Re: why won\'t white leds work at less than 3 volts?
Perhaps that 1.7V was in reference to older non-white LEDs. The type used for indicator lights (eg. power on/off lights). I think that if you connect the Nichia LED in the reverse manner, you might find it dropping 1.7V but it won't light up.
If I recall my electronics lessons correctly, a diode passes current easily in one direction but greatly resists the current when assembled in reverse. This is because of the way that the semi-conductor materials are doped, so that one side has a surfeit of electrons (free electrons) and the other has a dearth of electrons (holes). When assembled to pass current, (ie +ve lead to +ve), the electrons are supplied to the semi-conductor side that has the surfeit of electrons. When a critical point is reached, the free electrons cross over the "barrier" and fill the holes, thus allowing current to pass. The small voltage drop you will observe across a diode is the result of this "barrier" or critical point. ie some resistance or power loss is felt in the diode to set it up to allow current to pass.
In the same way, if you connect the diode in reverse, the holes are presented to the incoming electrons. The critical point is much harder to reach because there are so many holes to fill before the diode can start passing current. However, with sufficient voltage, the holes can be filled and current can start passing. This is known as the breakdown voltage. In most cases, this will ruin your diode.
Now... if you're still with me and I haven't made a complete fool of myself by explaining the concept all wrong:
In special diodes, the semi-conductor material is made specifically to break down at a certain voltage, without suffering any damage. These are typically known as zener diodes and are used to regulate voltages. LEDs do this as well. But at the breakdown voltage, the electrons of the semi-conductor material are excited at the correctly energy levels to move between certain energy states. The amount of energy required is very specific for each type of material and it is known as a quanta. The electrons cannot make the leap unless they have sufficient energy. However, this excited state is not stable and the electrons will give up that energy, again in that specific quanta. The energy is released as photons, which is just another way to say that it is released as light. (You will see this material again.)
But that is a simplification, as photons of different energy levels actually produce light of different colours. Since the electrons release their energy at very specific quanta, so too the photons have very specific energy levels and the light produced is of a certain frequency/colour/energy. Thus you get your red, green, blue and yellow LEDs.
Don't falter now... we're getting to the crux of the question.
But white light is actually a composition of your 3 basic colours. So how can LEDs, which produce very specific colours, give white light? The old way was by running an LED which was really 3-in-1. 3 dies produced the 3 basic colours and these were mixed to produce white light.

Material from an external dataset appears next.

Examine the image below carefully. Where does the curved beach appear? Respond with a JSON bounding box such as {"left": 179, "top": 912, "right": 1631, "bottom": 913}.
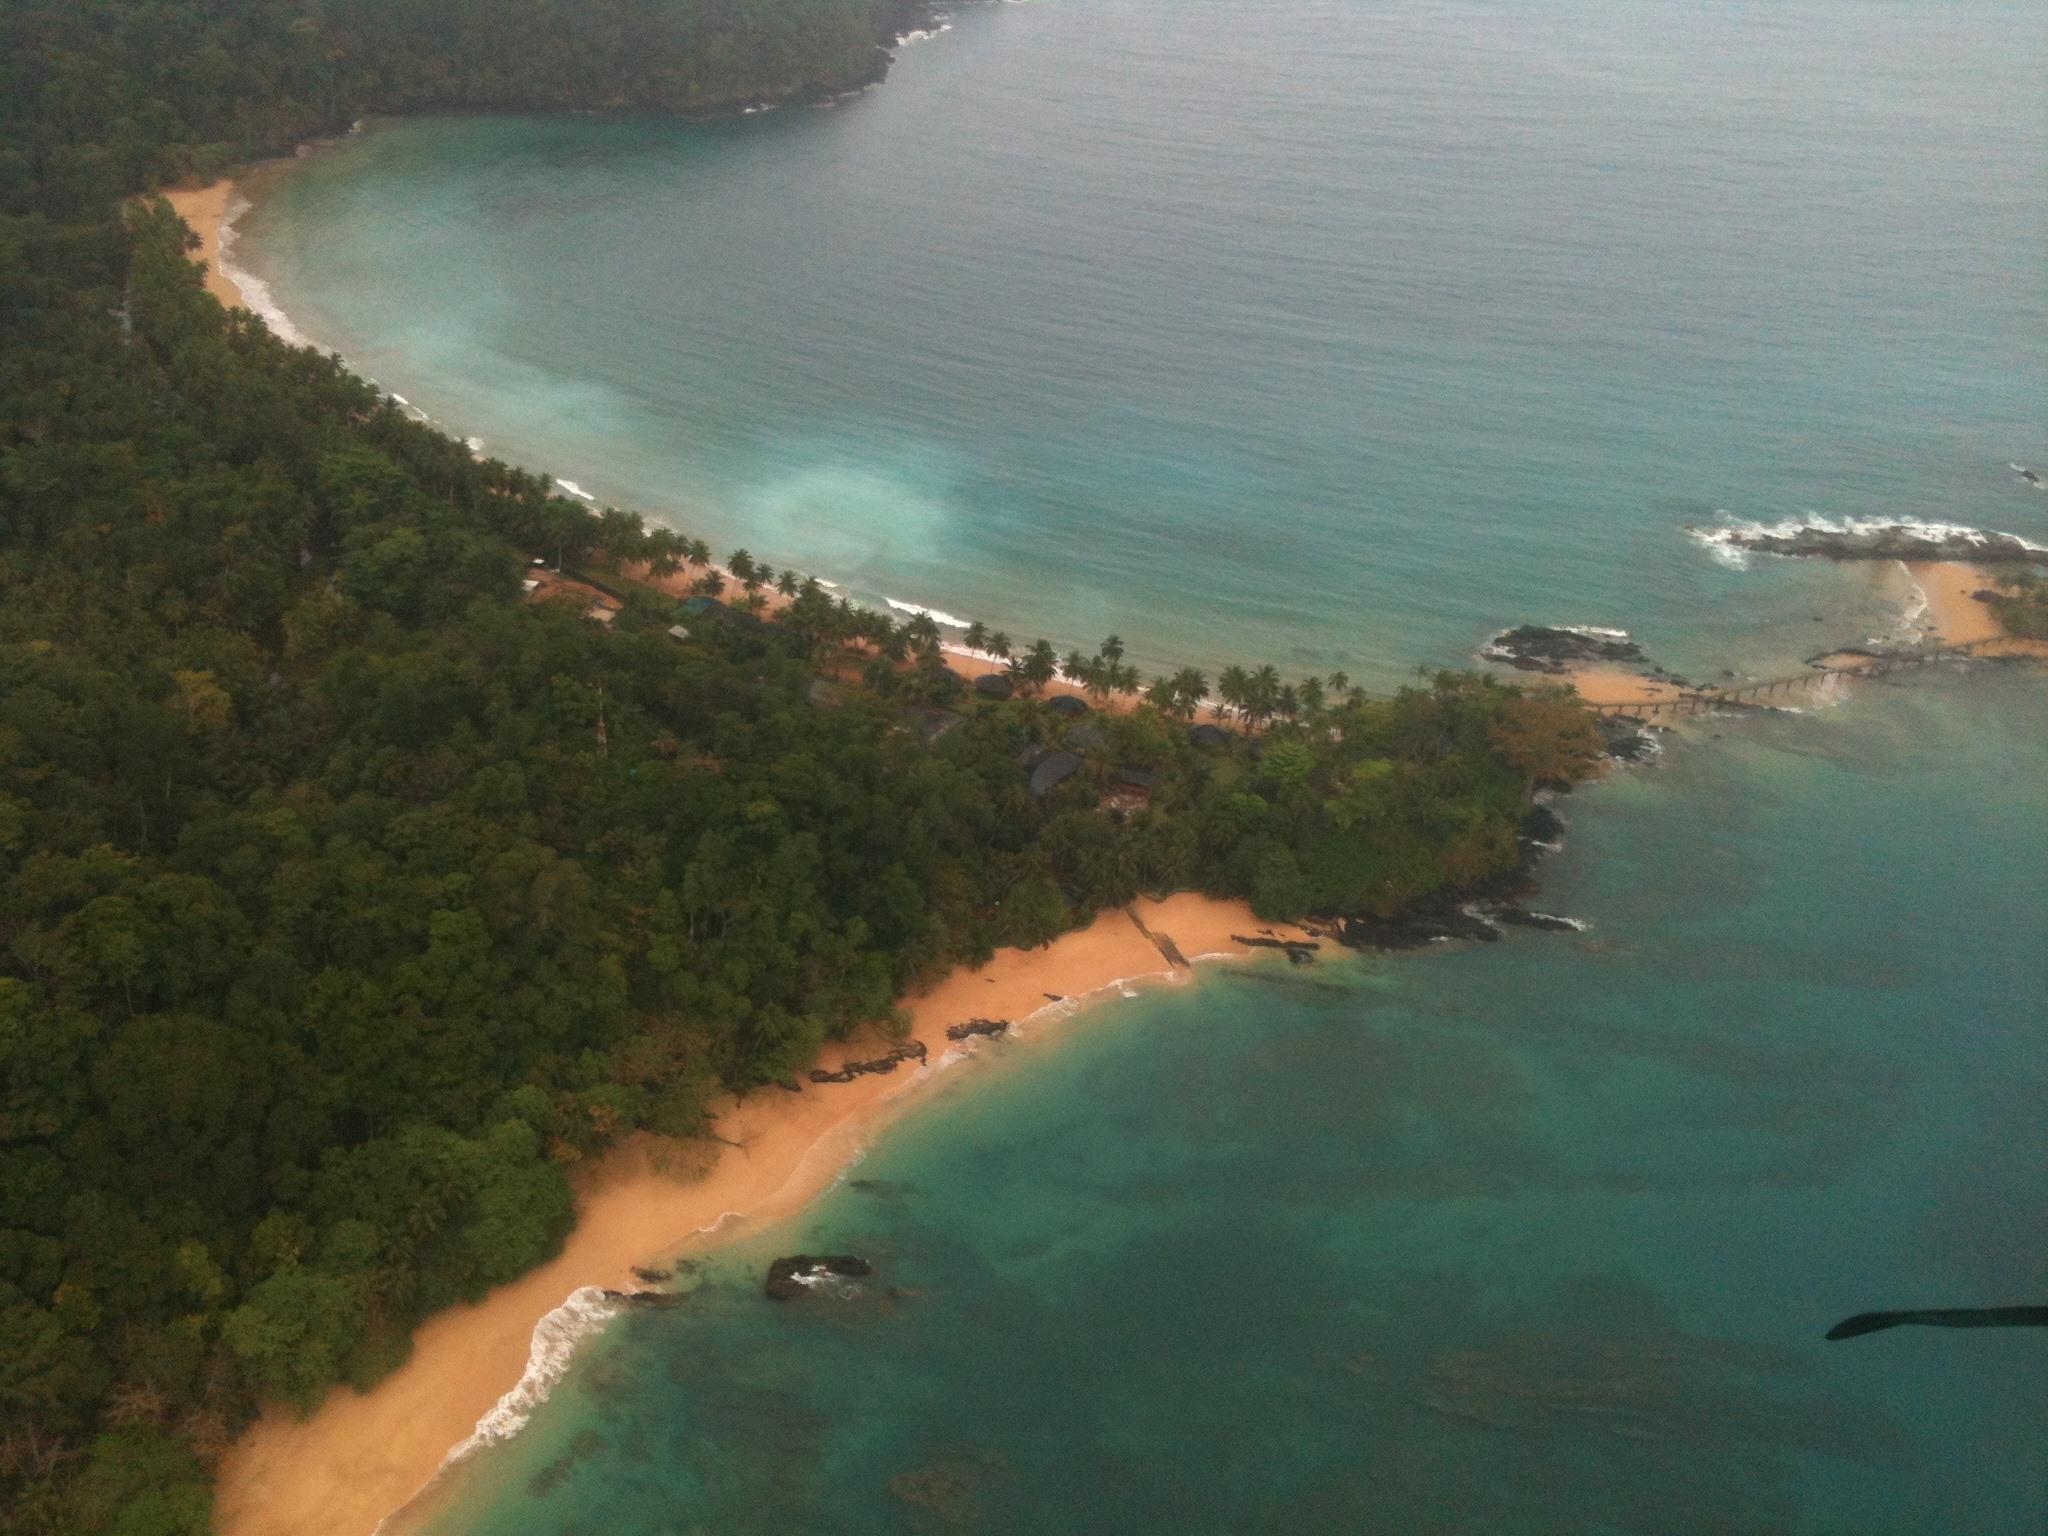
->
{"left": 213, "top": 894, "right": 1311, "bottom": 1536}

The newer method only became achievable when some bloke figured out how to make blue light (ie which semi-conductor to use, how much doping of what material, etc.). Some tweaking and they were right at the blue/ultraviolet boundary. The final part of the puzzle was fitted in to place with the use of fluorescing material. The fluorescing material (similar to the stuff used to make fluorescent tubes) could produce some of the other colours needed and a little bit of blue was bled through. The resultant mix was white, and required only one die (and 2 leads), rather than 3 dies (and a minimum of 4 leads) of different colours.
Finally....
At present, the semi-conductor material used will only break down at 3.6V (nominal). It cannot work at a lesser voltage because the quanta energy level required is quite specific (not quite true because some glow is evident at slightly lower voltages, but that has to do with energy probability concepts). They can work at slightly elevated voltages, but the excess energy is dumped as heat. Too much voltage and the excess heat will fry the LED.
And that is why they don't work at less than 3V.
I hope I didn't bore anyone
or make any flagrant mistakes in the explaination. If anyone does spot a mistake in the explaination, please let me know.